JAKARTA, KOMPAS.com - Presiden Joko Widodo hadir dalam Peringatan Hari Antikorupsi Sedunia di Gedung Merah Putih KPK, Kuningan, Jakarta Selatan pada Kamis (9/12/2021).
Dalam acara itu, Presiden memberikan sambutan yang berisi evaluasi atas penanganan tindak pidana korupsi di Indonesia.
Pertama, Jokowi meminta Komisi Pemberantasan Korupsi (KPK) dan aparat penegak hukum lainnya tak cepat berpuas diri.
Ia mengingatkan bahwa upaya pemberantasan korupsi di Indonesia masih belum baik.
"Aparat penegak hukum termasuk KPK sekali lagi jangan cepat berpuas diri dulu karena penilaian masyarakat terhadap upaya pemberantasan korupsi masih dinilai belum baik. Kita semua harus sadar mengenai ini," kata Jokowi.
Jokowi mengatakan, jumlah kasus korupsi yang ditangani penegak hukum tahun ini luar biasa.
Baca juga: Jokowi Sebut Jumlah Kasus Korupsi di Indonesia Luar Biasa
Tercatat, pada periode Januari sampai November 2021 Polri telah melakukan penyidikan 1.032 perkara korupsi.
Sementara, pada periode yang sama Kejaksaan melakukan penyidikan 1.486 perkara korupsi.
"Demikian pula dengan KPK yang telah menangani banyak sekali kasus korupsi," ucapnya.
Mengutip sebuah survei nasional di bulan November 2021, Jokowi mengungkap bahwa pemberantasan korupsi menjadi permasalahan kedua yang dianggap paling mendesak untuk diselesaikan.
Urutan pertama yakni penciptaan lapangan pekerjaan dengan persentase mencapai 37,3 persen, urutan kedua pemberantasan korupsi dengan angka 15,2 persen, dan ketiga terkait harga kebutuhan pokok sebesar 10,6 persen.

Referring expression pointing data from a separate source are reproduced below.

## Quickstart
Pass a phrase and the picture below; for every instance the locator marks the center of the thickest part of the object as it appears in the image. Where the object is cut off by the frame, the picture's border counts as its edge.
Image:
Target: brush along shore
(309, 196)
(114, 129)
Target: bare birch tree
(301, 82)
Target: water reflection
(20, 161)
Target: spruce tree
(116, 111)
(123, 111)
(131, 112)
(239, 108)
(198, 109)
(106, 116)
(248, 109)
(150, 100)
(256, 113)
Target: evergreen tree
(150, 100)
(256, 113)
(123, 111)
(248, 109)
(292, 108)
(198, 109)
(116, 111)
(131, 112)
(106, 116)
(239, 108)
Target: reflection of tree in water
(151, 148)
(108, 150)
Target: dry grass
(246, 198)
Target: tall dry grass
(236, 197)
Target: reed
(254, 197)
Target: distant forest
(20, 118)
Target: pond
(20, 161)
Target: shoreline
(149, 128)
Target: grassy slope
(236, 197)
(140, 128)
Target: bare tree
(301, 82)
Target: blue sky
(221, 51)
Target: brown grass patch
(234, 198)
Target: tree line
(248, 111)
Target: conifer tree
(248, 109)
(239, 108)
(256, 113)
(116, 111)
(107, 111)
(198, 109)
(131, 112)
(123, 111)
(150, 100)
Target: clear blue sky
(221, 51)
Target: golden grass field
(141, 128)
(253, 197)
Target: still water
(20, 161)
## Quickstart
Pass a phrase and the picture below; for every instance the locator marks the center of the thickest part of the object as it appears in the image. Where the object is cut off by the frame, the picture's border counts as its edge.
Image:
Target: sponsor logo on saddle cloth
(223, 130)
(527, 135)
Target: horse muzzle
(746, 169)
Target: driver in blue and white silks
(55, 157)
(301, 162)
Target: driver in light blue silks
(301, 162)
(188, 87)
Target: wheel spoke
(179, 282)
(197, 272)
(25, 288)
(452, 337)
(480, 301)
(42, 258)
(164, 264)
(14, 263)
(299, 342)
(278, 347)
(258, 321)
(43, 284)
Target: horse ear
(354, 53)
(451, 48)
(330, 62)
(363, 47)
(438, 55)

Jika tiga hal tersebut dilihat sebagai satu kesatuan, kata Jokowi, tindak pidana korupsi menjadi pangkal dari permasalahan lainnya.
Baca juga: Jokowi: Pemberantasan Korupsi Peringkat Kedua Persoalan yang Mendesak Diselesaikan
Korupsi bisa mengganggu penciptaan lapangan kerja, korupsi juga bisa menaikkan harga kebutuhan pokok.
Berdasar survei tersebut, Jokowi menyebut bahwa masyarakat yang menilai baik dan buruk upaya pemberantasan korupsi saat ini dalam proporsi yang seimbang.
"Yang menilai sangat baik dan baik sebanyak 32,8 persen, yang menilai sedang 28,6 persem, serta yang menilai buruk dan sangat buruk sebanyak 34,3 persen," kata dia.
Jokowi juga ingin indeks persepsi korupsi di Indonesia diperbaiki lagi. Sebab, dibandingkan dengan negara-negara tetangga, ranking indeks persepsi korupsi RI tahun 2020 masih kalah jauh.
Di Asia, Singapura menduduki urutan ke-3, Brunei Darussalam ranking 35, dan Malaysia ranking 57. Sementara Indonesia tertinggal di ranking 102.
"Ini yang memerlukan kerja keras kita untuk memperbaiki indeks persepsi korupsi kita bersama-sama," kata Jokowi.
Oleh karenanya, Kepala Negara tidak ingin pemberantasan korupsi hanya berfokus pada penangkapan.
Ia mengatakan, pencegahan lebih penting untuk mencabut akar masalah korupsi.